Formula Rate Matters. DAA rigorously examines the accounting that populates formula rate recovery mechanisms that are used in determining billings to wholesale customers. In recent formula rate audits, DAA observed certain patterns of noncompliance in the following areas:
Merger Goodwill – including goodwill in the equity component of the capital
structure absent Commission approval;
Depreciation Rates – using state-approved, rather than Commission-approved,
depreciation rates;
Merger Costs – including merger consummation costs (e.g., internal labor and other general and administrative costs) without Commission approval;
Tax Prepayments – incorrectly recording tax overpayments which are not applied
to a future tax year’s obligation as a prepayment leading to excess recoveries
through working capital;
Asset Retirement Obligation (ARO) – including ARO amounts in formula rates,
without explicit Commission approval;
Below-the-Line Costs – attempting to move below-the-line costs into formula rates (e.g., lobbying, charitable contributions, fines and penalties, and compromise settlements arising from discriminatory employment practices); and
Improper Capitalization – seeking to include in rate base (and earn a return on) costs that should be expensed.

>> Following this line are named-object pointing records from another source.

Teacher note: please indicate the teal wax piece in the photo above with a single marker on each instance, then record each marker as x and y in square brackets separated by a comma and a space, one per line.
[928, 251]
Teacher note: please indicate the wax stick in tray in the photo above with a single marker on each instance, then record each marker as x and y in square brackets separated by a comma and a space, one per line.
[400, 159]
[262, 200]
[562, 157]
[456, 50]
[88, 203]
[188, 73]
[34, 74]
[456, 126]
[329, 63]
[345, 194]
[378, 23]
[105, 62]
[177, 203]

This is completely unsurprising to me, since I've seen (and challenged) many of these incorrect practices.  But what does continue to surprise me is that nobody has the inclination to stop it.  If formula rates are to be used to set transmission rates, and FERC knows that they are subject to manipulation and purposeful over recovery, then there simply must be some entity designated to monitor them in the interest of consumer protection.  While states have agencies designated to protect their consumers from greedy utilities, there is no federal counterpart at FERC.

FERC's mission is to "assist consumers in obtaining reliable, efficient and sustainable energy services at a reasonable cost through appropriate regulatory and market means."  FERC is failing us on formula rates.